Kask was responsible for hiring a number of people at TSR who subsequently went on to become influential creators in the role-playing game industry, including Kim Mohan.

He resigned from TSR in 1980, and later revealed that he had disagreed with the creation of Advanced Dungeons & Dragons. He had originally written in the foreword to Eldritch Wizardry that "D&D was meant to be a free-wheeling game, only loosely bound by the parameters of the rules." Later he wrote, "It all starting going bad with the publishing of AD&D, The Player’s Handbook. Here come the rules lawyers, the nitpickers and the homegrown experts. The fun started to leech away within months. Now there were dicta, dogma and regulations; gone were the days of guidelines."

Kask stayed in the games industry for a few years, re-developing Naval War for Avalon Hill in late 1981. He also started up Manzakk Publishing in order to become the publisher and editor of a new games magazine, Adventure Gaming.
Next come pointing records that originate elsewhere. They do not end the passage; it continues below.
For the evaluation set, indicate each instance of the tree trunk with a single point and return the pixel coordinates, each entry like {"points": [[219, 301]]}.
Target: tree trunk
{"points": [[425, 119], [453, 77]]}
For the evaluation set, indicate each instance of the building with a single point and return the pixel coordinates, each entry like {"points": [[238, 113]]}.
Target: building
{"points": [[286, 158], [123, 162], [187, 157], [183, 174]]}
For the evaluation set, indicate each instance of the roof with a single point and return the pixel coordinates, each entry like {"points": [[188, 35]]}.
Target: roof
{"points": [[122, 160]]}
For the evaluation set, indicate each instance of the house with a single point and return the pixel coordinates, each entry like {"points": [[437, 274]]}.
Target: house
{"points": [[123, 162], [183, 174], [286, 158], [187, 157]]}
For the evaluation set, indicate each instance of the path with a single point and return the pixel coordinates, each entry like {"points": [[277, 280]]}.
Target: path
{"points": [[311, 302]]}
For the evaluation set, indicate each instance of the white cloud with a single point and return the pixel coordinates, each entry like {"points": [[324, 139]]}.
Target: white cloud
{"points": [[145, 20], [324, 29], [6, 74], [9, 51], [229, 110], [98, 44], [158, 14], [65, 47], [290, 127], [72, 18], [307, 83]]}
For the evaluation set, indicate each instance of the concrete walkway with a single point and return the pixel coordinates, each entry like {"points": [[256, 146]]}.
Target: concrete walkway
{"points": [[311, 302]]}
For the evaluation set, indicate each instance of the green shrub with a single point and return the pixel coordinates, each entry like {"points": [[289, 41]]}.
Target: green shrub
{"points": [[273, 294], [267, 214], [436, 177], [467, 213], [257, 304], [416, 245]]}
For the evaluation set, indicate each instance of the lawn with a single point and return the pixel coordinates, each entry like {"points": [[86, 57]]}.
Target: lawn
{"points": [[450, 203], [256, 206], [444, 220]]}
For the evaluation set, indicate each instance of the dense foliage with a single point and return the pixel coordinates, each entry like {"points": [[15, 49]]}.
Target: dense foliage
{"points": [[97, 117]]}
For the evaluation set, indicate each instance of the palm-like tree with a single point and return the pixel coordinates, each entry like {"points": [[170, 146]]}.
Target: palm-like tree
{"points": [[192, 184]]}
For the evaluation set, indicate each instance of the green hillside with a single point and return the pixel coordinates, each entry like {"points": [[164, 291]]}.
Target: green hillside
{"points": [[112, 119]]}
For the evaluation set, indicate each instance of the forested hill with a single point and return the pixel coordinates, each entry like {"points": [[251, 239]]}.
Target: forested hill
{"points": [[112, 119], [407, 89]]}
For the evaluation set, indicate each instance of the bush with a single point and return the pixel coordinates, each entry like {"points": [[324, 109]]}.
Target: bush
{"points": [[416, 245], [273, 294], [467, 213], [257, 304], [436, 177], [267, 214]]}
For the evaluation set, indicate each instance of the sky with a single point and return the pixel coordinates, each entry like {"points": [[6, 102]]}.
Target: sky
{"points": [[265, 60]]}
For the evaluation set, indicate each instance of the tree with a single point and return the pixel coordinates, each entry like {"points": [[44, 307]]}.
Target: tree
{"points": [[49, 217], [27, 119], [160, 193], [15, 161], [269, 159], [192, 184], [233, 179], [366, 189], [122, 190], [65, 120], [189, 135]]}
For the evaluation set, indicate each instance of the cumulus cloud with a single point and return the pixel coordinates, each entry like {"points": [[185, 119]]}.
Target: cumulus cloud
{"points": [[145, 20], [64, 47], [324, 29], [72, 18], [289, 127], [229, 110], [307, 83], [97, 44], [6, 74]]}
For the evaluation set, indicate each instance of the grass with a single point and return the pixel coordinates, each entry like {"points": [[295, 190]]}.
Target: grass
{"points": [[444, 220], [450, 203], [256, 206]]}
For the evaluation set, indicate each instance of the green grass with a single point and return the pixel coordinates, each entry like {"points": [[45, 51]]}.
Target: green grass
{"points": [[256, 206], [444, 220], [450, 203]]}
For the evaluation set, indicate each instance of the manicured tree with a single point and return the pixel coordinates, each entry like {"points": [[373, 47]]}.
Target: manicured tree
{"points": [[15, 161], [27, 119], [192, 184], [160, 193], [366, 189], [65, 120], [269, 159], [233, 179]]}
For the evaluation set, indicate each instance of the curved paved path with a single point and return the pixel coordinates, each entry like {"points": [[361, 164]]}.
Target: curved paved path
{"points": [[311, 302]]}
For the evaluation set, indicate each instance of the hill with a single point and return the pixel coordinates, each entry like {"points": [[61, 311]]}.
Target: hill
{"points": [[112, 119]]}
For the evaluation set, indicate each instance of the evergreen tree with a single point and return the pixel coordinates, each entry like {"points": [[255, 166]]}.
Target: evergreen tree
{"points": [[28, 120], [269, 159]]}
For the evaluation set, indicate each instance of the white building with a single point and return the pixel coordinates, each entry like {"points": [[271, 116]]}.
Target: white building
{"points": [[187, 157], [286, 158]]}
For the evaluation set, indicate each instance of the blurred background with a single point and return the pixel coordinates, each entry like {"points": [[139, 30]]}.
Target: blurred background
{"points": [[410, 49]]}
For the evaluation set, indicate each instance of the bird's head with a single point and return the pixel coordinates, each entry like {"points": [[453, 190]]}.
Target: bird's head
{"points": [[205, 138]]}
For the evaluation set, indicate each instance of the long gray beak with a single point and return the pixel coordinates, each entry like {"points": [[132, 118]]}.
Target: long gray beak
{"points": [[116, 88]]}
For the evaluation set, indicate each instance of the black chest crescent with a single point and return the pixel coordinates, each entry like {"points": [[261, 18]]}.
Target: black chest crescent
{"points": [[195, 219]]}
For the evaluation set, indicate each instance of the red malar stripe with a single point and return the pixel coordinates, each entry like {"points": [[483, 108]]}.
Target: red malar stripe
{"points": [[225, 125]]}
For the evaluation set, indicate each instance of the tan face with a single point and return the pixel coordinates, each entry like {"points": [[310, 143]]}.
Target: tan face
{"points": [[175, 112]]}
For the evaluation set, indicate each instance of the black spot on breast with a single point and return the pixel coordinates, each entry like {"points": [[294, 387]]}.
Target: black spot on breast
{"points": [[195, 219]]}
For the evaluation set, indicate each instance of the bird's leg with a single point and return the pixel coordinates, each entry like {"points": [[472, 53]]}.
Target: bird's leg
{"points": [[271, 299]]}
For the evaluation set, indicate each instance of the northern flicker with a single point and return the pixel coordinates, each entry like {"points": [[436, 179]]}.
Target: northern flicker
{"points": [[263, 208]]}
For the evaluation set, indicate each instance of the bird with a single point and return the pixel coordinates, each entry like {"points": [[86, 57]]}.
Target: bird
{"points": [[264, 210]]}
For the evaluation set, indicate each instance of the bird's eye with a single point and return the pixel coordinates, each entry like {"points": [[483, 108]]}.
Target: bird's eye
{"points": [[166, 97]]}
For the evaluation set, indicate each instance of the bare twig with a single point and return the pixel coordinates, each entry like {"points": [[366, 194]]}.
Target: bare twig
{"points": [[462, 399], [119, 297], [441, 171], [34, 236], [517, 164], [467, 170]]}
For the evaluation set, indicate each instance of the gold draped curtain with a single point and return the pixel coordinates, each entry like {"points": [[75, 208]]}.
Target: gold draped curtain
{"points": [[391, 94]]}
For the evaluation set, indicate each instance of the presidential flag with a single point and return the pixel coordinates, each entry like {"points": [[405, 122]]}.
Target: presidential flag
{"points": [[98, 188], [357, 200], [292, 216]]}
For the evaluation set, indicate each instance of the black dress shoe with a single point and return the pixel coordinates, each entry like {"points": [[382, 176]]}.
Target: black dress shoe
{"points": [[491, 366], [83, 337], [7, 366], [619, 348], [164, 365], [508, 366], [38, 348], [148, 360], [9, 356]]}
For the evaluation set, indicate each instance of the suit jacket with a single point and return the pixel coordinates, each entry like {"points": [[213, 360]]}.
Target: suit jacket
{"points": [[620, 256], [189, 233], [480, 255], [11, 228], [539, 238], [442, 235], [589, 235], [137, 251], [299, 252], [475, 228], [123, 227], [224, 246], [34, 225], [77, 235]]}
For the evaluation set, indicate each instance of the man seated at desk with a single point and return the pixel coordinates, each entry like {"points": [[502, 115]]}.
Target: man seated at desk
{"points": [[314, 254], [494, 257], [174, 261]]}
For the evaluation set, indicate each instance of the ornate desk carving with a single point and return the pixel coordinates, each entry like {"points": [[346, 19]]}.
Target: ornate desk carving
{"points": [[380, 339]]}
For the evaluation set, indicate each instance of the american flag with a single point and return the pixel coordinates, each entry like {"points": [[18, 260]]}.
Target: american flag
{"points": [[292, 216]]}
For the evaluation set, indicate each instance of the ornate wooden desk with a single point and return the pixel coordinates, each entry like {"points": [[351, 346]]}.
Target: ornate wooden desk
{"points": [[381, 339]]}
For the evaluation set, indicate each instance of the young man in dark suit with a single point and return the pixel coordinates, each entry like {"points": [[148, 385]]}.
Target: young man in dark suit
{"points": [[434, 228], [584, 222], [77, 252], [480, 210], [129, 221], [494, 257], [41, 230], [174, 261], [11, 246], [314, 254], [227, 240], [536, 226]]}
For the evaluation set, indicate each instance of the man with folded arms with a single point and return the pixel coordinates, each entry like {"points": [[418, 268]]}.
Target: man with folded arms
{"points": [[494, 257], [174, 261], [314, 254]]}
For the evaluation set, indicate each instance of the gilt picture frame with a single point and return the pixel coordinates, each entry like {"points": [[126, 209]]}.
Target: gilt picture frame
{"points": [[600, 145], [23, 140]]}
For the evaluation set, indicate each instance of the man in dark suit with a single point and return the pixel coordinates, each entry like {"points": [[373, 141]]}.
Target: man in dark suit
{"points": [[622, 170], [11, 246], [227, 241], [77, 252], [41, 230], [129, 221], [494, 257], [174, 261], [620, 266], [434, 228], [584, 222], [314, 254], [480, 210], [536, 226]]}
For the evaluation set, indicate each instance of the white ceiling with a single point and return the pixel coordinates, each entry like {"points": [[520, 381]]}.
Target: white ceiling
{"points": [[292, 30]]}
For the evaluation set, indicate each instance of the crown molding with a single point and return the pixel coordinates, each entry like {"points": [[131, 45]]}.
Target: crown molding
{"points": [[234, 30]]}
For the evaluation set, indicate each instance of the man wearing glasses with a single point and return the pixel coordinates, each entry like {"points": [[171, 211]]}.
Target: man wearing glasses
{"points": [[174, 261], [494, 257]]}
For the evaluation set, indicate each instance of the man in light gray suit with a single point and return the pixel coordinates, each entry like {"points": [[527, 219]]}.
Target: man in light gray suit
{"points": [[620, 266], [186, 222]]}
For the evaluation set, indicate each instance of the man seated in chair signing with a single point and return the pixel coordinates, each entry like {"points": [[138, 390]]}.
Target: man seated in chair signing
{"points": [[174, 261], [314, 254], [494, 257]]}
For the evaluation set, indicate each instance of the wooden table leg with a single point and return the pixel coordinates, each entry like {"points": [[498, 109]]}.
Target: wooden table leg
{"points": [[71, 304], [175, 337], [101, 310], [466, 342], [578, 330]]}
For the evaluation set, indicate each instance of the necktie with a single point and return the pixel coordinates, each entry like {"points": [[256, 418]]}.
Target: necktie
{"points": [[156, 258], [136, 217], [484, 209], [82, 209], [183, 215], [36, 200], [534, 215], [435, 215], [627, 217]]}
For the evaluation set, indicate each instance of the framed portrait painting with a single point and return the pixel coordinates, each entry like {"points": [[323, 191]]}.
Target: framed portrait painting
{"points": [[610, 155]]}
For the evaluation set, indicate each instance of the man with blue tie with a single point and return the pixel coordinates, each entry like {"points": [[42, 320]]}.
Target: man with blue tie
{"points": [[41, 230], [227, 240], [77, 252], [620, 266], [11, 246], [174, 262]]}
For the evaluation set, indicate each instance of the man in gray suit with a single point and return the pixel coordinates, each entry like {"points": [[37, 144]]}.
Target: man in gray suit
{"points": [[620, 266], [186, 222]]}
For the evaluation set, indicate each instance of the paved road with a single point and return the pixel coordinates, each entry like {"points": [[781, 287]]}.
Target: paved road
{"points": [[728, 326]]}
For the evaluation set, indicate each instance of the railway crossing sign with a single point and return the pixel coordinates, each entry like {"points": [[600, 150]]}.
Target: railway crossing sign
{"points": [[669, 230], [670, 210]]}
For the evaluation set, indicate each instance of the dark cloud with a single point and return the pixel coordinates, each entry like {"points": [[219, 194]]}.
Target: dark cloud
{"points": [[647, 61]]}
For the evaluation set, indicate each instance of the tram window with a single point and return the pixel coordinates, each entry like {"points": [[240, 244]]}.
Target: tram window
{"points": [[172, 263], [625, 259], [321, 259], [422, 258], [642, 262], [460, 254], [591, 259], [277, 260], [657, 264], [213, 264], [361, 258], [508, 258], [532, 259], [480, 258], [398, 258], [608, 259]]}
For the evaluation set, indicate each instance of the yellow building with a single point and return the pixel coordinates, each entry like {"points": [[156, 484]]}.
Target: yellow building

Kask was able to sell advertising space, and on paper he should have made money. But due to the ongoing recession of the early 1980s, many of his advertisers were in financial trouble, and he had difficulty collecting any of his ad revenue. Kask was forced to cease publication after only 13 issues, admitting that "I lost my shirt" in what he called "a crushing defeat."

==After TSR==
Following the failure of Adventures Games in 1983, Kask left the games industry to do freelance editing, ghost-writing, and speech-writing. He went back to school in 2002, and after earning a master's degree in Education from Xavier University in Cincinnati, Ohio, he became a teacher.

In 2006 Kask was a celebrity auctioneer, with Frank Mentzer, at Gen Con Indy. He joined Mentzer as a special guest at the Lake Geneva Gaming Convention in 2007 and 2008. Kask and Mentzer frequently returned to the role of auctioneer at Gen Con Indy until 2017, which was ultimately the final year for each in that capacity.

Jim Ward, a fellow TSR employee in the early days of the company, who had become managing editor of The Crusader magazine, persuaded Kask to write a monthly column for his magazine.

At the KC Game Fair in November 2010, Kask announced his return to the games industry as one of the founders (with Mentzer, Jim Ward and Chris Clark) of Eldritch Enterprises, which would publish a variety of general works as well as new creations for role-playing games.

In 2012, Kask became a contributing editor for Gygax Magazine. This quarterly journal, published by Ernie and Luke Gygax, sons of the late Gary Gygax, was dedicated to "old school" Dungeons & Dragons. Six issues were published from 2013 to 2016, but the Gygax brothers ceased publication when Gary's widow, Gail Gygax, initiated a trademark dispute over the magazine's name.

==Death==
Kask died after a short illness on December 30, 2025, at the age of 76.